More threatening are the groups that wish to restore the imperial cult. The writer Yukio Mishima collected around himself a band of uniformed young men who shared his passion to make the Japanese--the military forces in particular--once again worship the Emperor. His student followers ended up by worshipping Mishima, and one joined him in his samurai-style suicide in 1970. Even today there are groups of right-wing Emperor worshippers who go around assassinating those they regard as unpatriotic. The mayor of Nagasaki was shot by a right-wing extremist in 1990 after saying the late Emperor Hirohito some responsibility for the war.

The tendency to see the highest virtue in self-sacrifice and violence was also a feature of Japan's left wing. A Japanese United Red Army man raked a crowd of passengers with machine-gun fire at Lod International Airport in Israel in 1972. Revolutionary splinter groups tortured and bashed to death several of their own members. This kind of violence is usually a sign of hopelessness, of desperation, when messianic dreams reach a dead end.
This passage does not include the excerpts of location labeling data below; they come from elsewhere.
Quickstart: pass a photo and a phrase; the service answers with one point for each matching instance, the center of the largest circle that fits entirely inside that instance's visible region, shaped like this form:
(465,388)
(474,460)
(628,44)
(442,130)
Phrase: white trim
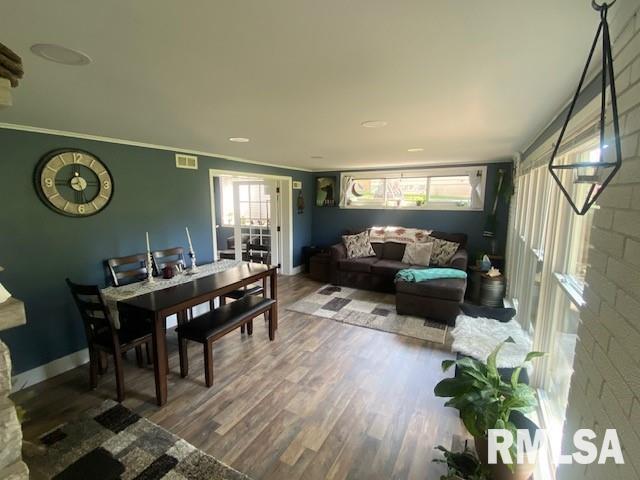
(287,205)
(100,138)
(295,270)
(49,370)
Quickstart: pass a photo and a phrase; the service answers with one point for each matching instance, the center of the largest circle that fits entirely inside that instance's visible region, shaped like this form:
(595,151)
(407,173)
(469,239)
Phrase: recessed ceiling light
(59,54)
(374,124)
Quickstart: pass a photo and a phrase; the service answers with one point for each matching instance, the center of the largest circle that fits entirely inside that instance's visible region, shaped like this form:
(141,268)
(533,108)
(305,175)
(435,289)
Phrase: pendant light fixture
(590,173)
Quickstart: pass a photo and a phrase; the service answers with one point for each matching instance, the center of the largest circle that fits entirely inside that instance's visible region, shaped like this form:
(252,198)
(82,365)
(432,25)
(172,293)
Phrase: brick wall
(605,388)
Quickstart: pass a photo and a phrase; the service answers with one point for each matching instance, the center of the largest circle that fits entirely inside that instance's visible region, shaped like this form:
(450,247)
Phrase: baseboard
(49,370)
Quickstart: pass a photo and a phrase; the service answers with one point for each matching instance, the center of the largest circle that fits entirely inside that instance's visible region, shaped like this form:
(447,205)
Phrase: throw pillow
(418,254)
(501,314)
(406,235)
(376,235)
(358,245)
(443,251)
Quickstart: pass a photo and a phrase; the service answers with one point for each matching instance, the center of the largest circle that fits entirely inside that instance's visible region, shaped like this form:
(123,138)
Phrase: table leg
(273,293)
(160,359)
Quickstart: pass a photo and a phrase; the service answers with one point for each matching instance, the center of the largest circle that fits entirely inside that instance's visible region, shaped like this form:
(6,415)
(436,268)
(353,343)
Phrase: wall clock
(73,182)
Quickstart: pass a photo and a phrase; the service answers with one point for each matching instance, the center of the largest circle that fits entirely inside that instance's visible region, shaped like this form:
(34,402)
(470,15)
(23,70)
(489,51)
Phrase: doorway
(251,218)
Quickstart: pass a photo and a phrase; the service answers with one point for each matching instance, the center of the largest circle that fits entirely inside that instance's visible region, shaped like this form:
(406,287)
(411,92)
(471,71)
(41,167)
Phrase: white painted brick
(621,329)
(606,241)
(613,380)
(605,288)
(632,252)
(629,171)
(592,300)
(603,218)
(628,306)
(597,260)
(596,328)
(616,196)
(627,222)
(626,365)
(627,278)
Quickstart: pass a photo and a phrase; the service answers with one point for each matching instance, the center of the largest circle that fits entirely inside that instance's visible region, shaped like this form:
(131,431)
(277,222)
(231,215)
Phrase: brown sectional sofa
(435,299)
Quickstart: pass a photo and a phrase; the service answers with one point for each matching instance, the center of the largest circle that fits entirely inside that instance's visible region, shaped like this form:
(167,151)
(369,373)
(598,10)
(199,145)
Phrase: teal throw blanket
(423,274)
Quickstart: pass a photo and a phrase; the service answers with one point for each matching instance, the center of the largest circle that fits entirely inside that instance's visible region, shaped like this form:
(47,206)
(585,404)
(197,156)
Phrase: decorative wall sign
(73,182)
(326,192)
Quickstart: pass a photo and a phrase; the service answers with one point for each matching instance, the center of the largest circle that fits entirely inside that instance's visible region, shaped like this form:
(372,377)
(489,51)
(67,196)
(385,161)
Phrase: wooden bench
(207,328)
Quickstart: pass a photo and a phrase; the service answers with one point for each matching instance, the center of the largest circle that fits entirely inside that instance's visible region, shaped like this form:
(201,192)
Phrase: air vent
(186,161)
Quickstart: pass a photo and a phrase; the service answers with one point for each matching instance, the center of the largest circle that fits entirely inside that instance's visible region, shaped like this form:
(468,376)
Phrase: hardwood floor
(324,400)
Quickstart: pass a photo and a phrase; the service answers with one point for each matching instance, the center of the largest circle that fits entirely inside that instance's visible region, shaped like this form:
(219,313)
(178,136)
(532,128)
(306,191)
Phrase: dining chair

None of this is unique to Japan. Nor do countries where God is proved to be dead automatically fall prey to violence. On the whole, Japan's is a remarkably peaceful society. But a century of wars, natural disasters and political extremism has produced spiritual confusion. Out of this have emerged those self-elected gods and followers who not only destroy themselves but also insist on taking others with them.

Ian Buruma, the journalist and author, has written several books about Asia.